Le due Curve si spartivano gli affari, gestendoli in maniera differente. Entrambi i gruppi sono accusati di associazione a delinquere, ma solo alla Nord è contestata l’aggravante mafiosa in quanto agevolavano la cosca ‘ndranghetista della famiglia Bellocco (rappresentata in Curva dall’assassinato Antonio). Alla Sud, per riscontrando alcun tentativi di avvicinamento da parte della criminalità organizzata, non viene contestata alcuna aggravante, anche se il procuratore Capo di Milano Marcello Viola ha riferito che la tifoseria milanista si caratterizza per “dimostrazioni di straordinaria violenza“.

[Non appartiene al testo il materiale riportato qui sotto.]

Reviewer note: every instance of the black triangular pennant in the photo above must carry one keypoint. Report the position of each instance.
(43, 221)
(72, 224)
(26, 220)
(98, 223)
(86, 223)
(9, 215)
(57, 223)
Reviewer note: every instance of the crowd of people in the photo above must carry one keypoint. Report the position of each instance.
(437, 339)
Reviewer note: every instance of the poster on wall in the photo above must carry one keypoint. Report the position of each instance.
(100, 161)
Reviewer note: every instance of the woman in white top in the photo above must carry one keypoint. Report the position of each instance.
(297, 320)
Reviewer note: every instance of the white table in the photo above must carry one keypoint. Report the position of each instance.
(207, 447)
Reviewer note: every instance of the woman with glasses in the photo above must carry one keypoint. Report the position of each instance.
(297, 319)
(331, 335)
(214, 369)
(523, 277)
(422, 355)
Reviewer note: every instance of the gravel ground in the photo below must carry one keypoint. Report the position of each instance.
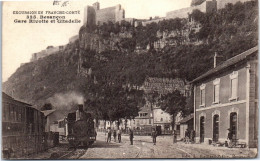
(144, 148)
(60, 152)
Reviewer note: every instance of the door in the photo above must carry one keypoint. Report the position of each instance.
(202, 130)
(215, 128)
(233, 125)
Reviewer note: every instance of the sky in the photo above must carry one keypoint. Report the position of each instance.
(21, 40)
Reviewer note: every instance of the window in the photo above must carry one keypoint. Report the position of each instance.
(233, 124)
(202, 95)
(216, 84)
(233, 86)
(215, 128)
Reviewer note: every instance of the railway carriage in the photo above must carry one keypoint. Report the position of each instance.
(22, 128)
(81, 129)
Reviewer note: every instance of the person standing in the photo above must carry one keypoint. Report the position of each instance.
(131, 136)
(154, 135)
(119, 135)
(174, 136)
(114, 134)
(187, 136)
(109, 135)
(192, 135)
(230, 143)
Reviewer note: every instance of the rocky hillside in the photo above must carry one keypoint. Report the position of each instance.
(111, 53)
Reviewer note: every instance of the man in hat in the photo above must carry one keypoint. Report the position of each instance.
(131, 136)
(229, 137)
(154, 135)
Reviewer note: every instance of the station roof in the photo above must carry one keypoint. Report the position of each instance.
(187, 118)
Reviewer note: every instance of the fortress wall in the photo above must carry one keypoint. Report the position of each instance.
(105, 15)
(144, 23)
(120, 15)
(211, 6)
(183, 13)
(222, 3)
(89, 15)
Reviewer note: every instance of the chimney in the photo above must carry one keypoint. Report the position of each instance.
(80, 107)
(217, 59)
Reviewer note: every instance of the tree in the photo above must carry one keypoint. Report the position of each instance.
(173, 103)
(152, 98)
(47, 106)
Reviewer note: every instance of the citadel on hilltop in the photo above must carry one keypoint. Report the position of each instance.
(93, 15)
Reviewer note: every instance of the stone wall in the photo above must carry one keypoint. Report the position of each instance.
(95, 15)
(45, 53)
(105, 15)
(89, 15)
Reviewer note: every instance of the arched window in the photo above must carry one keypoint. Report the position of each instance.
(215, 128)
(233, 124)
(202, 130)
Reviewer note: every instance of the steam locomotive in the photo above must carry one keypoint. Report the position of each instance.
(81, 128)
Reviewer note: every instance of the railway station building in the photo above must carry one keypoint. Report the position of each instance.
(226, 98)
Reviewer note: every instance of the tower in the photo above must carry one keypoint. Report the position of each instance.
(96, 6)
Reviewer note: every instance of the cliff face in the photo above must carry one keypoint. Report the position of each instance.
(37, 82)
(197, 2)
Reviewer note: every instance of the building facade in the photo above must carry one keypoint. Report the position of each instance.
(225, 98)
(161, 119)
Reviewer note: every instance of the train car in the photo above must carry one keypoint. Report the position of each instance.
(22, 128)
(81, 129)
(59, 126)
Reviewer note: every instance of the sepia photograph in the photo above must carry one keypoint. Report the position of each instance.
(130, 79)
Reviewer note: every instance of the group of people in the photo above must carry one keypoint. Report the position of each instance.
(189, 136)
(131, 135)
(118, 134)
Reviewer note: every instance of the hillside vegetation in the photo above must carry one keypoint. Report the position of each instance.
(229, 32)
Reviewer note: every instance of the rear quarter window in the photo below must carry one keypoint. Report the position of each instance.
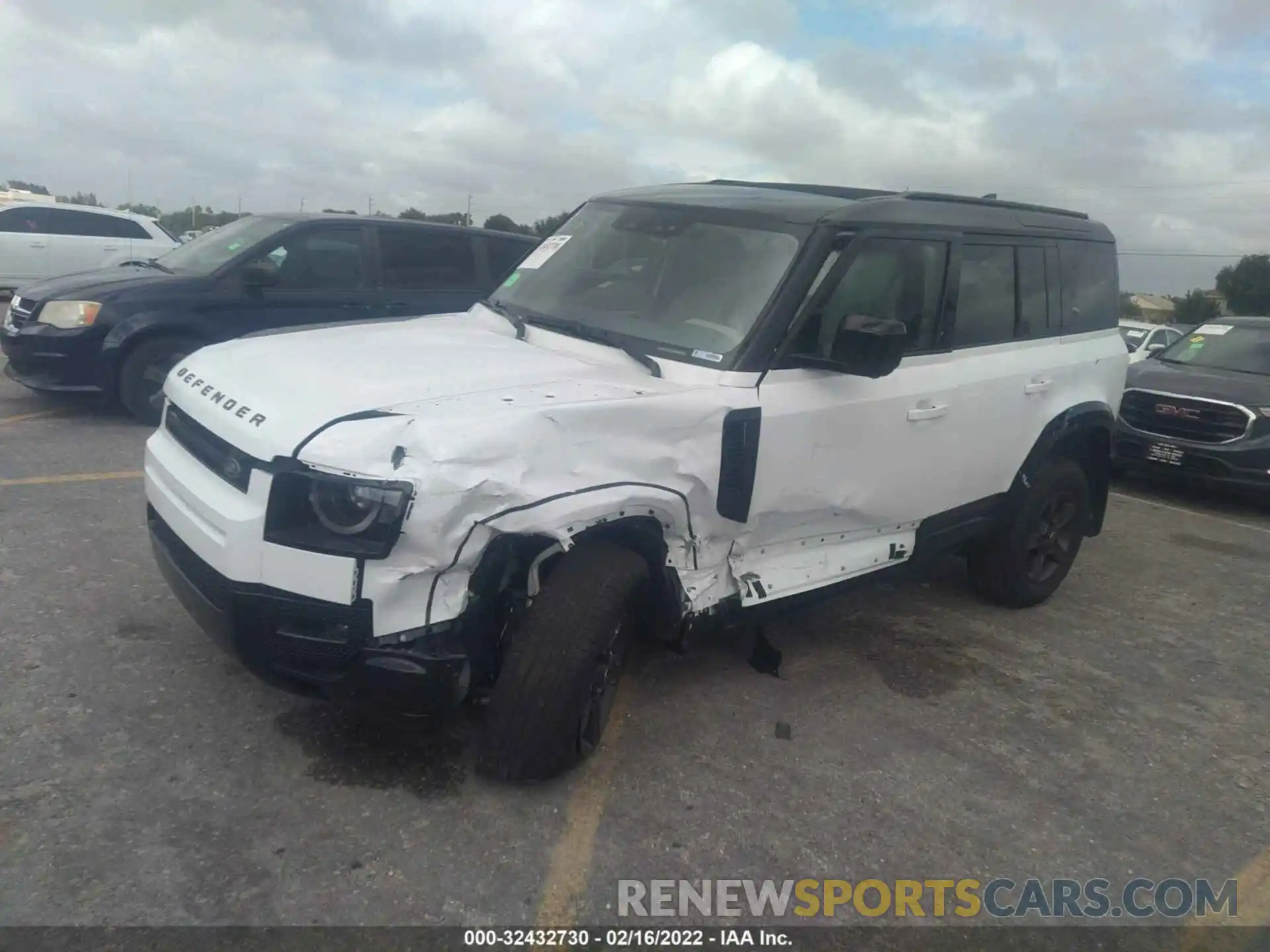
(1091, 286)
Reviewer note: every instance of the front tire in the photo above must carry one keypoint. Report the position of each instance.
(559, 674)
(144, 372)
(1029, 555)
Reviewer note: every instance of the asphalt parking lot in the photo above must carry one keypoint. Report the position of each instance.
(1123, 729)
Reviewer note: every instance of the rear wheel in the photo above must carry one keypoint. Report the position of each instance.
(144, 372)
(559, 676)
(1027, 559)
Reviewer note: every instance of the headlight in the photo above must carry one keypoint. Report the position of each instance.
(337, 514)
(69, 314)
(349, 508)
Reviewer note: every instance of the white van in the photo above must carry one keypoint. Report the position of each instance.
(41, 240)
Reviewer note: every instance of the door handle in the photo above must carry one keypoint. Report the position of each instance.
(927, 413)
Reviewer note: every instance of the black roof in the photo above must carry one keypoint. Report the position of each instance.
(813, 205)
(295, 218)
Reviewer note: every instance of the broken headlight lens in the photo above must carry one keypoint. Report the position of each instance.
(335, 514)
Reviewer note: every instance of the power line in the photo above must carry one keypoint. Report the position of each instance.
(1175, 254)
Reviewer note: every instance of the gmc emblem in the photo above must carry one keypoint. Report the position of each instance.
(1170, 411)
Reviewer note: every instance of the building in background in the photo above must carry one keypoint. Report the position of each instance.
(1155, 309)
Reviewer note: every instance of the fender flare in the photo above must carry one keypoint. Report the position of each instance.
(1093, 420)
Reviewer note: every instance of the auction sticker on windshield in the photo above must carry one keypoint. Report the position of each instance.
(541, 254)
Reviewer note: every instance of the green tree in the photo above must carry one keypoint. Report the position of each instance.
(501, 222)
(1128, 309)
(1194, 307)
(1246, 286)
(548, 226)
(27, 187)
(138, 208)
(80, 198)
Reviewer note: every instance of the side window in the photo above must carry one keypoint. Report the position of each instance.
(28, 221)
(425, 259)
(986, 298)
(505, 255)
(898, 278)
(22, 220)
(128, 229)
(1091, 286)
(321, 259)
(1033, 300)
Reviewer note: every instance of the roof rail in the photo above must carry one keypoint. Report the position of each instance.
(992, 204)
(850, 194)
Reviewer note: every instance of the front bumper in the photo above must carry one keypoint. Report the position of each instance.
(48, 358)
(309, 645)
(1244, 463)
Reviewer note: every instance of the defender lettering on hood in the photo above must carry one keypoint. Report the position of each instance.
(216, 397)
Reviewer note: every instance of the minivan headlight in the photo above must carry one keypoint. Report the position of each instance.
(69, 314)
(337, 514)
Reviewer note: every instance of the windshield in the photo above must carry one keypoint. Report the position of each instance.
(208, 252)
(1223, 347)
(1133, 337)
(675, 281)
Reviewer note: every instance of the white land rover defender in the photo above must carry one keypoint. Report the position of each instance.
(693, 397)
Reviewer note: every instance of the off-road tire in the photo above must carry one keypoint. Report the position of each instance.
(1000, 567)
(136, 376)
(535, 716)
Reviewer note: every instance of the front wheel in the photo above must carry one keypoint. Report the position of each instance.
(144, 371)
(1031, 554)
(559, 674)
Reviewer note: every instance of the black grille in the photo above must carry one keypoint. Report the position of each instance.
(1183, 418)
(22, 311)
(211, 451)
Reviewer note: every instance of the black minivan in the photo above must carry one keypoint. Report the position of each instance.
(118, 332)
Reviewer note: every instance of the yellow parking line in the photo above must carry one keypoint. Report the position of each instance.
(571, 859)
(74, 477)
(36, 415)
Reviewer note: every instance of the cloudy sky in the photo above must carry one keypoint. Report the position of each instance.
(1151, 114)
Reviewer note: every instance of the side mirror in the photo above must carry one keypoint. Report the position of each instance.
(864, 347)
(259, 274)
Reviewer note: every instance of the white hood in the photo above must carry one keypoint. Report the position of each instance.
(266, 395)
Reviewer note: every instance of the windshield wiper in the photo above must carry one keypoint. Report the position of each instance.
(502, 310)
(577, 329)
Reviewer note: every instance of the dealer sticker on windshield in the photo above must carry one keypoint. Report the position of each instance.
(541, 254)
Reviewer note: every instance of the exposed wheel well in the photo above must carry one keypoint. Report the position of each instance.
(1089, 444)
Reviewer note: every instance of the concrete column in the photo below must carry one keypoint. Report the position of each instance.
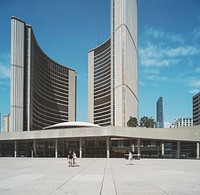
(80, 147)
(178, 149)
(133, 147)
(15, 148)
(163, 149)
(198, 150)
(108, 146)
(34, 147)
(56, 148)
(138, 142)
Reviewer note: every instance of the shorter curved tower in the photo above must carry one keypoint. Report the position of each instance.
(43, 92)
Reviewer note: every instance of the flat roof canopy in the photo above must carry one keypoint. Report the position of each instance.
(180, 134)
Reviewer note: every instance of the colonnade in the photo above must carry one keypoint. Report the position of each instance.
(108, 141)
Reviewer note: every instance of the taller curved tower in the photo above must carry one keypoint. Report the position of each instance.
(43, 92)
(121, 99)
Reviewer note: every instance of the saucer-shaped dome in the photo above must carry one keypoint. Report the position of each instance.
(74, 124)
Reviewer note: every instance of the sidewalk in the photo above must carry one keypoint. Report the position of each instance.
(99, 176)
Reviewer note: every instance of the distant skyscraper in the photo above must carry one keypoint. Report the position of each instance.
(6, 123)
(159, 113)
(43, 92)
(196, 109)
(113, 70)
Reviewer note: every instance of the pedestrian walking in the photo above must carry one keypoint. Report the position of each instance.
(70, 157)
(130, 158)
(74, 159)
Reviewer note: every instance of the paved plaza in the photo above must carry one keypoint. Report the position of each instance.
(99, 176)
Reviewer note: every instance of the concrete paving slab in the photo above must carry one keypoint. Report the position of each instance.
(99, 176)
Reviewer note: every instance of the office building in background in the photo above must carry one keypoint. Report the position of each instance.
(113, 70)
(159, 113)
(43, 92)
(196, 109)
(6, 123)
(182, 122)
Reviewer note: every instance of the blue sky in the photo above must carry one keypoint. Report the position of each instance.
(168, 47)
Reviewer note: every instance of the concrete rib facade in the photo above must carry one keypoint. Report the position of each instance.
(123, 68)
(100, 104)
(43, 92)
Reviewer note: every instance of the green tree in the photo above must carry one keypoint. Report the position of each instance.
(147, 122)
(132, 122)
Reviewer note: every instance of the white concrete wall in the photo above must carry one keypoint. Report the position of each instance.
(17, 75)
(91, 87)
(125, 59)
(72, 95)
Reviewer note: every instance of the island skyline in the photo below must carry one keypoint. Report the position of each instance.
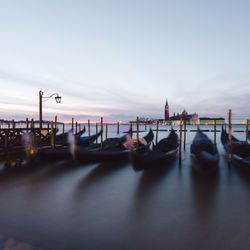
(120, 60)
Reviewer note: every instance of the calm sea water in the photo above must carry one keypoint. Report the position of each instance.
(110, 206)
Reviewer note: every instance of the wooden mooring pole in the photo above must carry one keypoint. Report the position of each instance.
(89, 130)
(96, 131)
(118, 128)
(27, 123)
(101, 131)
(185, 130)
(180, 140)
(137, 132)
(230, 136)
(52, 136)
(247, 127)
(55, 123)
(131, 129)
(106, 136)
(32, 123)
(156, 136)
(214, 131)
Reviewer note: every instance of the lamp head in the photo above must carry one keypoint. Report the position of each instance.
(58, 99)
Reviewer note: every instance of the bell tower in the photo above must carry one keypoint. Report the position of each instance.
(166, 111)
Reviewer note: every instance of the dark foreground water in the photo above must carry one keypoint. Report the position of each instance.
(110, 206)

Gli affari delle Curve e il patto
L’indagine della DDA ha portato alla luce pressioni sulle società al fine di avere biglietti da rivendere a prezzo maggiorato, episodi violenti, intimidazioni e la gestione dei parcheggi fuori lo stadio in combutta con alcuni imprenditori vicini alla ‘ndrangheta. Un giro d’affari molto grande, che vedeva i due gruppi ultras uniti per per guadagnare più soldi possibili.
Il famoso “patto di non belligeranza” serviva proprio a questo: non scontrarsi mai, non tanto per garantire l’incolumità dei tifosi per le strade di Milano, ma quanto per per non attirare attenzioni indesiderate e continuare a lucrare su tutto ciò che gira intorno a San Siro. Le parole di Marcello Viola sono chiarissime sulla vicenda: “Dalle indagini emerge che i vertici delle due tifoserie avevano un rapporto di non belligeranza per massimizzare i profitti illeciti”.
Le società di Milan ed Inter sono soggetti danneggiati dalle attività delle Curve avendo subito pressioni ed intimidazioni, come dimostra anche quanto emerso nelle ultime ore: l’allenatore dell’Inter Simone Inzaghi e la società avrebbero ricevuto diverse telefonate da Ferdico per avere un ingente numero di biglietti per la finale di Champions League del 2023.
Nessun interesse per i tifosi e nessun attaccamento alla maglia, ma solo amore per i soldi. La speranza è che elementi come questi rimangano lontano dagli stadi più a lungo possibile, lasciando la curva non ai mafiosi ma a chi canta e segue la sua squadra ogni domenica.